Législation / Textes relatifs à la justice des mineurs /

Ordonnance royale du 9 septembre 1814

Louis, etc.

Nous étant fait rendre compte de la situation dans laquelle se trouvent les jeunes gens condamnés par notre cour royale du département de la Seine; sachant que, répartis dans plusieurs des prisons de notre bonne ville de Paris, ils sont confondus avec des coupables vieillis dans le crime; que ce prisons n'offrent point encore les distributions nécessaires pour opérer les séparations convenables entre les différents genres de délits, objet que nous nous proposons d'atteindre; considérant que ces jeunes condamnés, plus susceptibles que les autres de reconnaître leur erreur et de mériter de rentrer dans la société, non-seulement sans danger, mais en étant dignes d'y reprendre un rang, doivent être l'objet de notre sollicitude; que, dans les établissements où ils sont disséminés et réunis à d'autres condamnés, ils se trouvent privés des moyens les plus propres à obtenir leur amendement; qu'ils y sont soumis à une discipline et à un régime qui ne les rapprochent point de ce but ; qu'ils n'y reçoivent aucune instruction ; qu'enfin ils y sont sans travail, Avons ordonné ce qui suit:

Article premier
Cent jeunes condamnés criminellement ou correctionnellement par sentence des tribunaux, et n'ayant pas atteint leur vingt-cinquième année, seront extraits des prisons de notre bonne ville de Paris, et réunis dans un local désigné par notre ministre de l'intérieur.
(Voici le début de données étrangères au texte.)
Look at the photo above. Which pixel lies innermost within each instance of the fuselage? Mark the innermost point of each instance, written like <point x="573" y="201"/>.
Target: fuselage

2. Il sera établi dans cette maison un ordre, un régime particulier, des moyens d'instruction adaptés aux jeunes condamnés, et des ateliers suivant le genre d'industrie le plus convenable, d'après un examen fait par le conseil.

3. Le directeur de cet établissement sera nommé par nous : il sera chargé de la surveillance, de la direction générale de la police, de celle de l'instruction, du travail des condamnés, de l'administration de la prison: il présentera à la nomination de notre ministre de l'intérieur les employés qu'il croira nécessaires pour le seconder, et sera, d'après la faculté que nous lui accordons, responsable de ce choix.

4. Il y aura un conseil gratuit d'inspection et de surveillance, dont les membres, au nombre de six, seront choisis, par le préfet de la Seine, parmi les propriétaires qui jouissent d'une considération méritée, présentés à notre ministre de l'intérieur et nommés par lui.

5. Le directeur soumettra à l'approbation de notre ministre un règlement qui sera discuté, et subira, s'il y a lieu, les modifications convenables.

6. Il nous sera rendu, tous les trois mois, un compte de l'état de cet établissement sous tous les rapports. Pour que ce compte soit aussi complet que possible, notre ministre nommera à une commission composée d'un conseiller d'État, d'un maître des requêtes, de trois membres de notre Cour de cassation, qui visiteront au moins une fois par mois la maison de correction des jeunes gens du département de la Seine, dans tous ses détails.

7. Le directeur rendra à notre ministre de l'intérieur un compte mensuel, général et détaillé de la maison, un compte des recettes et dépenses.

8. Il sera nommé un instituteur spécialement chargé de l'instruction des jeunes condamnés, et de leur rappeler les devoirs de la morale et de la religion.

9. Nous nous réservons d'accorder, de l'avis de notre chancelier, des graces pour abréger la détention de ceux des prisonniers qui, s'étant fait remarquer par leur conduite, seront jugés dignes d'être rendus à la société.

Notre ministre de l'intérieur est chargé de l'exécution de la présente ordonnance.

Source : Collection complète des lois, décrets, ordonnances, règlemens et avis du Conseil d'État... : de 1788 à 1830 inclusivement, par ordre chronologique, continuée depuis 1830.... Tome 19 / par J.-B. Duvergier, p. 172.